Machine Learning: Myths and Realities
The tendency exists in the automatic document classification space, to believe that machine learning is always the ideal content classification automation approach. Further, there exists the belief that this easily scales across an organization’s e-content holdings, automating classification across decades of legacy content. This may sound reasonable; however, things are not quite that simple. In this article, I hope to address some myths and realities with the present state of machine learning in the content classification space.
Myth 1: Machine Learning is Suitable for Every Metadata Element
As machine learning in the content classification space currently exists, it is best used with fields that have fifteen or fewer potential values. As you scale to more complex taxonomies, the effectiveness of this approach, and the complexity of training and creating a precise predictive classification model suffers. For it to work effectively, there needs to be clear statistical differences between documents in different labels/values. If that doesn’t exist, the precision of machine learning will be lower. Further, precision decreases as the number of terms you’re training against increases. If you have a facet with hundreds of terms, machine learning as it presently exists is unsuitable. This may shift with technological advances, but we’re not there yet.
With that said, deciding where to use machine learning involves analyzing your metadata elements, and identifying elements that would be a good fit. Highly complicated lists of terms may not be a good candidate. Further, machine learning with very similar documents against different values in your term list will provide lower precision than you desire.
Myth 2: Machine Learning is the Only Reasonable Form of Automating Content Classification.
Different fields will lend themselves to different approaches for automated content classification. In some cases, machine learning is appropriate. In other cases, a Knowledge Architecture type approach, identifying explicit rules using Regular Expressions may provide far more precise results, identifying the existence of concepts in documents. This will require upfront analysis towards rule identification. For example, identifying a particular security classification may be done where a match on a Social Insurance Number/Social Security Number and a Postal Code/Zip Code are found.
Myth 3: Autoclassification is the Only Way to Automate Content Classification.
Beyond machine learning and explicit rule identification, another classification automation approach involves semantic links between fields and values. This notion overlaps with the idea of an ontology, where you can effectively have a constellation of related metadata elements and values. By creating these links, an appropriate tool can help automatically select related values (e.g. selection of the city field value “Montreal” has an associated country field value “Canada”). In this way, you can help reduce the number of selections people classifying content has to make. This approach can also help automate the consistent application of both tags and compliance rules.
Myth 4: Machine Learning Isn’t Mature Enough for Content Autoclassification.
There are some facets where a machine learning approach makes sense. A field where you have around fifteen abstract categories, such as in a Document Category facet, may be a good candidate for this technology. It may not be suitable everywhere, but it is certainly suitable for more abstract field values with a limited number of categories.
Myth 5: Without a Global Machine Learning Approach, Document Autoclassification Isn’t Ready.
For a given document’s metadata classification, you can use a combination of approaches to help automate the classification experience.
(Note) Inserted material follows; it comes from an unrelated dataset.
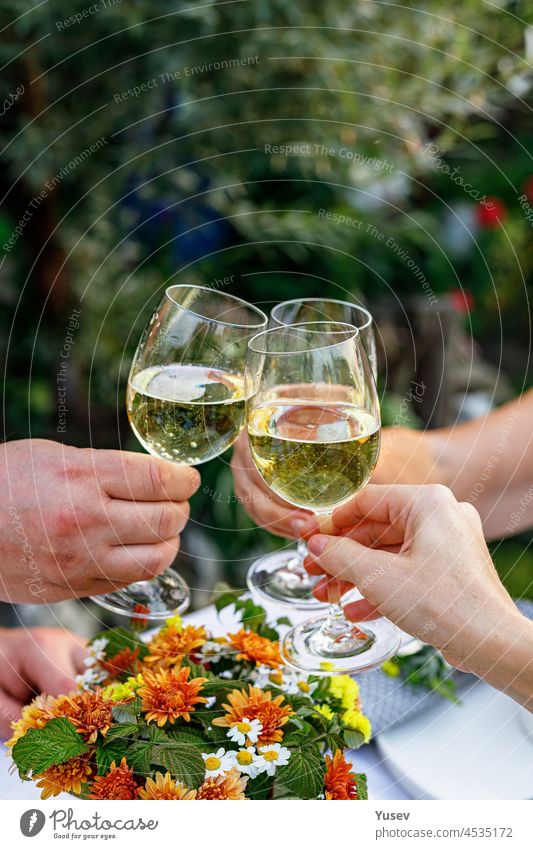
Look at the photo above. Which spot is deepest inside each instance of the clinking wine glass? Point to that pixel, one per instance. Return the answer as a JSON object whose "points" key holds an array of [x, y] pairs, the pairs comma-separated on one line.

Machine learning, explicit rules and semantic relationships between facets are not mutually exclusive. Further, on any given field, you may decide that a combination of approaches makes sense, depending on the scenario. You may not be able to automate the selection of every value in a model, but you can certainly make content classification far easier than traditional content classification.
Machine learning in of itself is not a panacea for all content classification scenarios and should not be considered in isolation. Proper analysis is required for each facet/field, against relevant content, towards identification of the appropriate automation solution(s) for each field. A combination of strategies can help you move your organization towards consistently tagged content that meets compliance requirements in a more predictable way.